The film's director Desiree Akhavan, meanwhile, has been out for some time now; her debut feature Appropriate Behavior was a semi-autobiographical take on living as a bisexual Iranian woman in New York City. But when it came to working on The Miseducation of Cameron Post, Akhavan tapped into a different personal experience. Speaking to Emanuel Levy, Akhavan spoke about digging into her experience at a rehabilitation center for eating disorders, where she spent her mid-20s. "I love stories that take place in rehabilitation centers and I’ve always wanted to do a project that talked about what it felt like to be in those rooms,” the filmmaker said. “I was looking at the book again and it hit me: what is ‘better’ when you can’t ‘pray away the gay?’ That was the kernel of an idea that [co-author] Cecilia and I started with in writing the screenplay.”

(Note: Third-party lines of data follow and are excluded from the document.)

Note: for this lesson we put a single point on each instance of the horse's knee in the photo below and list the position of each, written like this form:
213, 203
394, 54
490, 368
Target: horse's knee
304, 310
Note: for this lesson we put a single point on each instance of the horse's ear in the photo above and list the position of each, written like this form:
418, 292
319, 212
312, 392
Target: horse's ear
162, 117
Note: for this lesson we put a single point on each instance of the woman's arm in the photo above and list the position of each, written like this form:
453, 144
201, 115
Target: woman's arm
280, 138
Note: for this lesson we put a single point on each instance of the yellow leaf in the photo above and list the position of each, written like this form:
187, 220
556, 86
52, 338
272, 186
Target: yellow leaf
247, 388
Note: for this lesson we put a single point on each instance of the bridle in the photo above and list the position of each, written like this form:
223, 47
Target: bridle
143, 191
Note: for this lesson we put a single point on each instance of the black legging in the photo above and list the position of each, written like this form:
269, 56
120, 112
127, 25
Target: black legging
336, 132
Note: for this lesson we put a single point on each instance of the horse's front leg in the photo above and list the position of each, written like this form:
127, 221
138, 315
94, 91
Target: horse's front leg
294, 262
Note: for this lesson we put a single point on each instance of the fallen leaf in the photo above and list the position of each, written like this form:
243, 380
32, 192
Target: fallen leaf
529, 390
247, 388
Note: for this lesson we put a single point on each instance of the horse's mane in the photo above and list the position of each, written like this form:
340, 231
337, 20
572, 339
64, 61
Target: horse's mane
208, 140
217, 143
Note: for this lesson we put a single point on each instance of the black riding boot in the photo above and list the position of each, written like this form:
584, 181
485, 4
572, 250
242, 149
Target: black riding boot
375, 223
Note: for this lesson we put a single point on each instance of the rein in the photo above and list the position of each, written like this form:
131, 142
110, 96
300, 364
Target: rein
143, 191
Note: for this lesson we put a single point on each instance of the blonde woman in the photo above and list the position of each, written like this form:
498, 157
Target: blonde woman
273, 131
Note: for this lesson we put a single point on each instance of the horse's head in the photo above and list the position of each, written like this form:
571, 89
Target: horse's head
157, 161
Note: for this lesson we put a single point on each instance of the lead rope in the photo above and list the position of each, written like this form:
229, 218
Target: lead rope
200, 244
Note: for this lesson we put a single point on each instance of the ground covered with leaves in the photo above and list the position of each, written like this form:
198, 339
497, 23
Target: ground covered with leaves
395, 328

While Cameron Post isn't real, there are sadly many teens who've been sent to gay conversion camps; conversion therapy is, after all, still legal in the majority of U.S. states. Take the story of Zach Stark, a young man whose MySpace posts about being forced to go to a de-gaying camp run by Love In Action in Tennessee and his experiences there caught fire with activists, who campaigned to have the camp shut down. Speaking to Slate, danforth said that Stark's story landed in her inbox and caught her interest. "I did have a very brief MySpace exchange with Zach Stark...but he eventually shut down his MySpace page and did not want that sort of role anymore," danforth explained. "But it was that story that made me think, ..."now I know that I want to explore conversion therapy and see how that’s going to become part of Cameron’s story.”

For far too many queer youth, isolation, the threat of rejection, and forced conversion therapy has made coming out a frightening or seemingly impossible prospect. By depicting a similar group of kids, Cameron Post highlights a disturbing practice and opens audiences' eyes in a powerful, necessary way.